De que é que sente mais falta? “Dos meus pais, já telefonei a desejar tudo de bom”. E logo os olhos de Yu parecem não querer aguentar. Conta como chegou com a mulher a Pequim há quinze anos. Eram trabalhadores migrantes (são cerca de sete milhões em Pequim) e foi aqui que começou uma nova vida. Tiveram dois filhos e apostaram no tabaco. “É um bom negócio, apesar da proibição de fumar em muitos sítios”.
Yu espera a reforma para regressar à terra. A filha, Yu Xiao Xiao, diz que quer ficar em Pequim. E volta a concentrar-se no computador.
Os Yu fizeram da tabacaria, casa. Dormem ali atrás de uma cortina e de um pequeno altar, um espaço exíguo, um esconderijo. Yu quer mais dinheiro para o ano do cavalo. “Para a próxima, a festa é na aldeia.”
O salão de beleza
Ninguém está no salão de beleza do supermercado Huapu. Um grande aquário com dois peixes, que se distraem de um lado para o outro, o mais pequeno colado à barbatana do maior. Uma tartaruga tenta trepar as paredes de vidro, mas sem conseguir alcançar a superfície.
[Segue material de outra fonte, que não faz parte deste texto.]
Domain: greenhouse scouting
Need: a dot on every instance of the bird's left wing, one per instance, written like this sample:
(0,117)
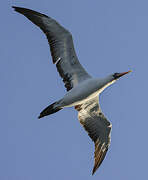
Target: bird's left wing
(61,47)
(97,126)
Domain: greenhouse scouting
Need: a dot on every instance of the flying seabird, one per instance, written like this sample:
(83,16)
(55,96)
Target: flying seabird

Ao longe, as três mulheres gritam e riem alto, enquanto aproveitam a hora vaga para cuidar das próprias unhas; cor vermelha, pequenas impressões prateadas, outras douradas, para combinar com a Festa da Primavera.
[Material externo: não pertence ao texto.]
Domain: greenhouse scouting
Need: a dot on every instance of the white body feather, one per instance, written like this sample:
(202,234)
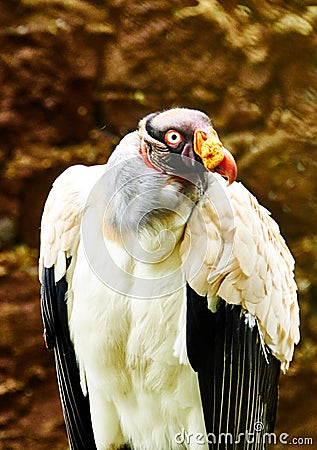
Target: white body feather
(132,351)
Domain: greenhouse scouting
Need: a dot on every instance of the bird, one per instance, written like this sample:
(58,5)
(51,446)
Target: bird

Ninguém daria a Li Yuan Jie trinta anos. Parece uma miúda, pernas finas, e longas, e a felicidade de um novo verniz.
Ao longo desta semana, trabalha onze horas por dia. Arranja as mãos e os pés para as festas do Ano Novo Lunar. “Nesta altura faz-se mais dinheiro e na minha terra natal tenho dois filhos para alimentar e contas para pagar”.
Li é de Zhengzhou, província de Henan, e vai a casa duas vezes por ano. Foi aí que o marido e os dois filhos – de onze e nove anos – ficaram quando, há sete anos, se aventurou pela grande cidade.
Em Pequim, o que interessa é o trabalho, mais nada. Tem amigas, “mas não são bem amigas, são só colegas de trabalho”. A passagem de ano foi sozinha. “Com quem mais? Comprei ‘jiaozi’ (dumplings), fruta fresca, e fiquei presa ao telemóvel a enviar mensagens para a família”.
Li ainda espreitou a gala da CCTV, que chega às televisões chinesas desde 1983 e já se tornou numa tradição da noite de ano novo. Mas nem as acrobacias, nem os truques de magia entretiveram a esteticista. “Não gostei do ambiente, pus-me a jogar ao telemóvel.”
Agora resta esperar mais um pouco. Quando Li voltar a casa, estão milhões de chineses a regressar a Pequim.
A agência funerária
Liu Bingchen não gosta de carne e só cozinha ‘jiaozi’ vegetarianos. “Na China, na passagem de ano, sejas pobre ou sejas rico, vais comer ‘jiaozi’”. Os dumplings são uma tradição milenar com origem no norte do país. Comem-se entre a última hora do ano e a primeira hora do novo calendário lunar. Uma moeda lá dentro pode significar sorte e fortuna na vida, assegura a tradição.
Liu tem 59 anos e diz que não precisa de fortuna, nem de sorte, diz que está contente com o governo, com a pensão que recebe, e com a pequena agência funerária que abriu há doze anos (começava então o ano do cavalo). “Abri o negócio para ter uma ocupação.”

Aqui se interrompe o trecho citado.